紙袋におにぎりをいっぱい詰めて一応持ってく。でもこんなん出せん、恋人からのお弁当がおにぎりだけってどないやねん。しかも紙袋に詰めるってお前。俺なら絶対嫌やし。
「ひっかるー!飯食おうやー!」
2年の教室にも違和感無く現れた謙也さんは高らかに俺を呼んだ。謙也さんの手には焼きそばパンが握られとって、あぁもう渡せへん、と思った。おにぎりたちは持たずにいつものように謙也さんと屋上に向かう。

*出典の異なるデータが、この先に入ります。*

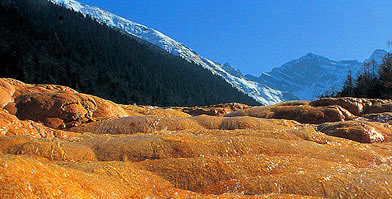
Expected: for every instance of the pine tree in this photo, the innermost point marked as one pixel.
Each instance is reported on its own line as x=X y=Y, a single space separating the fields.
x=385 y=77
x=348 y=87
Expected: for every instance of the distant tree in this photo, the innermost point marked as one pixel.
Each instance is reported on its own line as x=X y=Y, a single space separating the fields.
x=385 y=77
x=348 y=86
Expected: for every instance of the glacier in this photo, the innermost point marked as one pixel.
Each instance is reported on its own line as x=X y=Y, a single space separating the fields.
x=312 y=75
x=260 y=92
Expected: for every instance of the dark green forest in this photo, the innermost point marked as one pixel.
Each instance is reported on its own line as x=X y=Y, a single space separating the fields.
x=44 y=43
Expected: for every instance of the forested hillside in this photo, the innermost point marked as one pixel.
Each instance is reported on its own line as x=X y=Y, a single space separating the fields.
x=44 y=43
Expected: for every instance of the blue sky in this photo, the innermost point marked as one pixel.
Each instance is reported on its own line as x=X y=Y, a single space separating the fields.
x=257 y=35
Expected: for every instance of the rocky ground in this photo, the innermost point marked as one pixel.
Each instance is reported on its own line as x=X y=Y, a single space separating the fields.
x=58 y=143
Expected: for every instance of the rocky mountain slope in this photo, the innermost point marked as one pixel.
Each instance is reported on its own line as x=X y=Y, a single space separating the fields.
x=57 y=142
x=262 y=93
x=311 y=75
x=45 y=43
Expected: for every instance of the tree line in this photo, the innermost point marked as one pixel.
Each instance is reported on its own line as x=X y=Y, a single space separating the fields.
x=375 y=81
x=45 y=43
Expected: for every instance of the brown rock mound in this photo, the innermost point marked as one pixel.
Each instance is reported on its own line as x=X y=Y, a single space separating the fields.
x=149 y=124
x=55 y=109
x=365 y=132
x=154 y=110
x=385 y=117
x=214 y=110
x=356 y=106
x=6 y=92
x=301 y=113
x=10 y=125
x=138 y=124
x=53 y=149
x=24 y=177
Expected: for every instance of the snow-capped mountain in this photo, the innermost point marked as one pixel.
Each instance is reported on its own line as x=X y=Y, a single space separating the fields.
x=260 y=92
x=311 y=75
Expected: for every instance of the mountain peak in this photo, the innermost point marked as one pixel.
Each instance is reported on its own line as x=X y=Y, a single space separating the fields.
x=312 y=56
x=377 y=55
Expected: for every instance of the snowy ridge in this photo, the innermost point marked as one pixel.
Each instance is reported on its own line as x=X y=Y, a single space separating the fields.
x=311 y=75
x=260 y=92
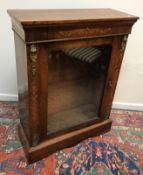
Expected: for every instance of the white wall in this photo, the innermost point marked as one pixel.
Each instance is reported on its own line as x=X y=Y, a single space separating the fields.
x=129 y=91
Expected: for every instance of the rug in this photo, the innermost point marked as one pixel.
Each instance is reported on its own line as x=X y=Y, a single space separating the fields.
x=118 y=152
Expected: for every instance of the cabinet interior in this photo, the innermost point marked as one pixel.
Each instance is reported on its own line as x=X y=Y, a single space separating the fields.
x=76 y=79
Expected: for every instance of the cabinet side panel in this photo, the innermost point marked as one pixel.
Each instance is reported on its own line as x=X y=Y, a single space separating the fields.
x=21 y=63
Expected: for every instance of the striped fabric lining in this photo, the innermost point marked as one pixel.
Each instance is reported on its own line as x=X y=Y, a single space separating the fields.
x=87 y=54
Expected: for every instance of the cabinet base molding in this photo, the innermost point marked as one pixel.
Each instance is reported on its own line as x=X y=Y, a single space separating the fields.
x=49 y=146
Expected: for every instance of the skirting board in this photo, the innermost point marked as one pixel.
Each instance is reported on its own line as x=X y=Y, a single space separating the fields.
x=8 y=97
x=116 y=105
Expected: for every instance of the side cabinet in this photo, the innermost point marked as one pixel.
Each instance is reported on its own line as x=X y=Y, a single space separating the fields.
x=68 y=63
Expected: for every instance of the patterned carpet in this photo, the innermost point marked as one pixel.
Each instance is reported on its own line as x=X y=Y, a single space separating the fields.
x=118 y=152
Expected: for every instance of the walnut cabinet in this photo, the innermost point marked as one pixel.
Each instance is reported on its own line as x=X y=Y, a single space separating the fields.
x=68 y=63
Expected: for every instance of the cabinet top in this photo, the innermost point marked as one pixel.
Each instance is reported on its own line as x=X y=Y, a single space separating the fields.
x=52 y=16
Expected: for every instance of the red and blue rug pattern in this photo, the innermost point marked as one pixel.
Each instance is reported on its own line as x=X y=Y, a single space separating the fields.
x=118 y=152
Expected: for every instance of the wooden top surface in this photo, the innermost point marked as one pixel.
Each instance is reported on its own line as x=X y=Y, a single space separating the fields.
x=53 y=16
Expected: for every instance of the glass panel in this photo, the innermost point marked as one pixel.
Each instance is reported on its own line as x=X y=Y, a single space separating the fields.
x=76 y=78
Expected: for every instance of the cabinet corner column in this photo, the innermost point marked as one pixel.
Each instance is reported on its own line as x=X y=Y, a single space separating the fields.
x=37 y=87
x=118 y=49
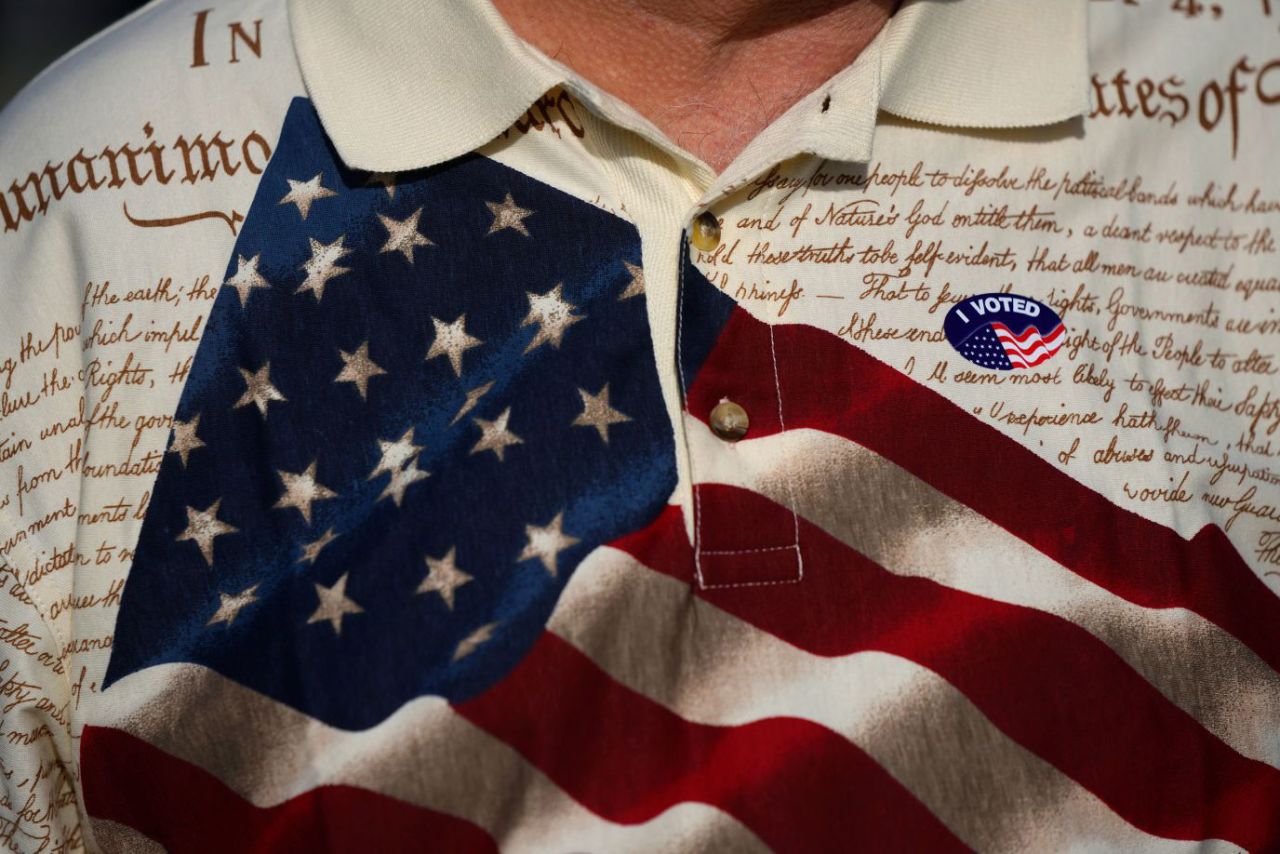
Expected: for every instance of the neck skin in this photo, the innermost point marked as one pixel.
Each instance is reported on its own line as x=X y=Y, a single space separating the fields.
x=709 y=73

「小春ー今日も俺の愛いっぱいの弁当作って来たでー!」
「もう!ユウくんってば優しいんやから!」
またやっとる。謙也さんもくぎづけやし。くそ、俺もユウジ先輩みたいに器用やったらよかった。
「なぁ光」
「なんですか」
「あのさ、俺この前いらんとか欲しいとかぐだぐた言うたけどさ、やっぱりいつか光に弁当作って欲しいんよ」
「…俺料理なん出来ん言うたやないですか」
「ええんよ。どんなに不格好でも下手くそでも。光が俺のこと考えて作ってくれたってだけで無茶苦茶美味いんやから」
せやからまた気ぃ向いたら頼むわ、て謙也さんが言い終わる前に俺は走り出した。教室に入って乱暴に紙袋を引っつかみ、屋上に戻る。それで、ぽかんとしとる謙也さんにそれを突き付けるんや。
「まずいやろうし不格好やけど」
「ひ、光…これ…」
「握り飯しか入っとらんですよ。あ、でも本間はそんだけのつもりやなかったんやで。ちょっと予定狂っただけですから」
「これ、全部俺のために作ったん?」
「…はぁ、まぁ一応」
「………めちゃくちゃ嬉しい。光、本間にありがとう」
謙也さんが本当に嬉しそうに笑うから、恥ずかしいの我慢して持ってきてよかった、て思った。謙也さんは俺の不細工なおにぎりを「美味い、本間に美味い!今まで食った飯の中で一番美味い!」て言いながら本間に嬉しそうに食うから、俺は幸せな気持ちになった。
「俺は光みたいなええ子ぉが恋人で本間に幸せもんやなぁ!」
「…あんたそれ、無自覚っすか」
「え?」
「ナンデモナイデス」
それは俺の台詞や。謙也さんみたいな人、探したってなかなかおらんわ。
口をもぐもぐさせた謙也さんがそれを飲み込んだら、俺も素直に言ってみようか。